A bond swap is a tax and investment strategy whereby an investor sells a bond that has declined in value and simultaneously purchases a substantially similar bond with the proceeds from the sale.

Why?

If an investor plans to use the proceeds of the bond sale to purchase a substantially similar bond, why not just hold the existing bond? The reason is purely strategic. By engaging in this type of transaction, the investor generates a tax loss. This artificially generated tax loss can be used to offset capital gains and ordinary income without altering the general composition of the taxpayer's investment portfolio.

Here's How It Works:

Step 1: investor sells a bond that has declined in value.
Step 2: investor simultaneously purchases a bond with substantially similar attributes in terms of principal amount, yield, and recovery period.
Following this transaction, the investor continues to own a bond with substantially similar investment characteristics and also holds a tax loss that can be used to reduce his or her income tax liability. The tax loss realized on this transaction can be used to offset capital gains realized on other investments. In addition, to the extent the loss exceeds capital gains, it can be used to offset up to $3,000 of ordinary income. SeeInternal Revenue Code §1211(b). Any loss beyond that can be carried forward and used to offset capital gains and ordinary income in future tax years. SeeInternal Revenue Code §1212(b).

IRS May Challenge Bond Swap Transactions Under 2010 Legislation.

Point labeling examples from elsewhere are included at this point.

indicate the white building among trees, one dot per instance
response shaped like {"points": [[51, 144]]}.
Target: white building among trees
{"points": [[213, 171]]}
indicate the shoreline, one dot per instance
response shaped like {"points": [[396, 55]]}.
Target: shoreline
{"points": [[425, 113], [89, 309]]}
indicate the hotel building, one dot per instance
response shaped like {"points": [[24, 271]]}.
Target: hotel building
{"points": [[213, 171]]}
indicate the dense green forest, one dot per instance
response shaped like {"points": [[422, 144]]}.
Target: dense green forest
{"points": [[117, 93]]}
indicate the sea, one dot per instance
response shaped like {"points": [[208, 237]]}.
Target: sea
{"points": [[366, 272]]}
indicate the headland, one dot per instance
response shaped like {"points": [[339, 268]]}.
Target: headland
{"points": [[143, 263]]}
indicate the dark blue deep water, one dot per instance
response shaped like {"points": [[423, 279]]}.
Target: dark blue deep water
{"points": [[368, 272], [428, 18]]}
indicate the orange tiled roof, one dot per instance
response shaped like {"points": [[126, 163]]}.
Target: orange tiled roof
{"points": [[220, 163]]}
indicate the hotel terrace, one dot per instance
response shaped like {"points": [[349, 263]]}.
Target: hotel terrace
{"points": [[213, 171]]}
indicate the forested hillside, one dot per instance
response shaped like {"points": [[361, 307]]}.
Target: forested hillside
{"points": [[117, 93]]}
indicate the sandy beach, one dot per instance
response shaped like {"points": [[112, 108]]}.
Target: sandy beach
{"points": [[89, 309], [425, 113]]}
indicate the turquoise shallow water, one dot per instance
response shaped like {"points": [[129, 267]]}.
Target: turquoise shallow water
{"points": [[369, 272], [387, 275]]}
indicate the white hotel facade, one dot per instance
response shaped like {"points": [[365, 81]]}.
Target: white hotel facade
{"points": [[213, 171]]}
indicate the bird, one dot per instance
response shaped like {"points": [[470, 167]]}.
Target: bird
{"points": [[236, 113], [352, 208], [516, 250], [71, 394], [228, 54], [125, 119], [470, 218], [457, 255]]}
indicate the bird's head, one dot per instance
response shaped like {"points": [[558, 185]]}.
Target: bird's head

Investors have been engaging in bond swap transactions for years in order to trigger tax losses without altering their overall economic positions, and this practice has generally been accepted by the IRS. Moreover, the United States Supreme Court has seemingly endorsed this tactic. See Cottage Savings Association v. Commissioner (upholding mortgage loan swaps by banks to realize tax losses). But recent additions to the Internal Revenue Code have raised questions about the continued propriety of this tax and investment strategy.

In 2010, Congress codified the common law economic substance doctrine in Section 7701(o) of the Internal Revenue Code. Under the economic substance doctrine, tax benefits are denied if the transactions giving rise to the benefits lack economic substance apart from tax considerations. Pursuant to Section 7701(o)(1), in cases where the economic substance doctrine is relevant, a transaction shall be treated as having "economic substance" only if: (1) the transaction meaningfully changes the taxpayer's non-tax economic position; and (2) the taxpayer has a substantial non-tax purpose for entering into the transaction.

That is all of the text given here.